Da war Fotografie schon viel fesselnder. Als Marco nachts wieder einmal im Verkauf aushalf, kam er ins Gespräch mit einem der Pressefotografen. „Am Ende wies er meinen Vater an, wo und welche Kamera für den Sohn zu kaufen sei – und dann ging’s los.“ Bald übernahm er erste Zeitungsjobs. „Die Abende sahen dann so aus: Künstler im Quartier fotografieren, Bilder nachts entwickeln, morgens in den Redaktionen der Stadt abliefern – und dann bloß pünktlich in die Schule.“ Jahre später kehrte Saß aber doch wieder zu Kulisse und Bühne zurück. Inzwischen ist er Betriebsingenieur im Potsdamer Hans Otto Theater.

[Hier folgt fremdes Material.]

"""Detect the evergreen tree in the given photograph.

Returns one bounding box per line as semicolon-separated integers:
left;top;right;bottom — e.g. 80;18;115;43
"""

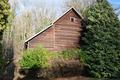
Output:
82;0;120;78
0;0;10;75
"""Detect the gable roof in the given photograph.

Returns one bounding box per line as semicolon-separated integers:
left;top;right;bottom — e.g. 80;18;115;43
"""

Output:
25;8;84;43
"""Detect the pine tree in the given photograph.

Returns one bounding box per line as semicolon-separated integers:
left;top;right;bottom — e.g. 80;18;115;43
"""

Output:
82;0;120;78
0;0;10;75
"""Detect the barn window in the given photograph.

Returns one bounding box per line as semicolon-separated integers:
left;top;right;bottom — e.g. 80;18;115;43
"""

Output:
70;17;75;22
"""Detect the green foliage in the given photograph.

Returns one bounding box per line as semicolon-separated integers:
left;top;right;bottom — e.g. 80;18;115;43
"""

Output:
20;47;50;69
0;0;10;33
82;0;120;78
20;47;58;69
20;47;84;69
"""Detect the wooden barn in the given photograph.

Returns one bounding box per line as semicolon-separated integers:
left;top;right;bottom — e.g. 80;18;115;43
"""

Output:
25;8;84;51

Das große Geld haben sie mit ihrem Club nie verdient

Seine Eltern dagegen machten im Showgeschäft, mit ihrem Quartier nie so recht ihr Glück. 1989 schlossen sie den Laden, die Miete war unbezahlbar geworden, „Finanziell war es zu keinem Zeitpunkt ein Erfolg“, sagt ihr Sohn. „Was sie mit einem Konzert verdienten, verloren sie beim nächsten.“

Nachdem Manfred 1995 gestorben war, führte Christa eine Kneipe am S-Bahnhof Schöneberg, lebte in einer Wohnung ohne Heizung und Bad. 2013 starb sie. Sich vom beliebten Quartier immer mehr zu verkleinern sei für die Eltern „eine tragische Entwicklung“ gewesen, sagt Saß. Der Wandel im Konzertbusiness hatte sie einfach fortgespült. „Bei ihnen wurden Geschäfte noch schlicht per Handschlag besiegelt“, sagt Henry Steinhau, „es gab keine Security im Saal, keine umständlichen Versicherungsdeals, und wenn man einen Auftritt nicht annehmen konnte, rief man eben bei anderen Clubmachern an und sagte: Willst du das übernehmen?“

Das Buch von Saß und Steinhau wartet nun auf Veröffentlichung. Es soll durch Crowdfunding finanziert werden. Bis zum Mittag des 27. Juni müssen genug Interessenten und Weggefährten unter visionbakery.com/quartierlatin-berlin ihren Beitrag hinterlassen, für den sie in den kommenden Monaten dann ein Buch von der Größe einer Langspielplatte bekommen. Und dass es kommt, davon sind Saß und Steinhau fest überzeugt: Für die Veröffentlichungsparty am 24. September ist der Club, der früher Quartier Latin hieß, fest gebucht.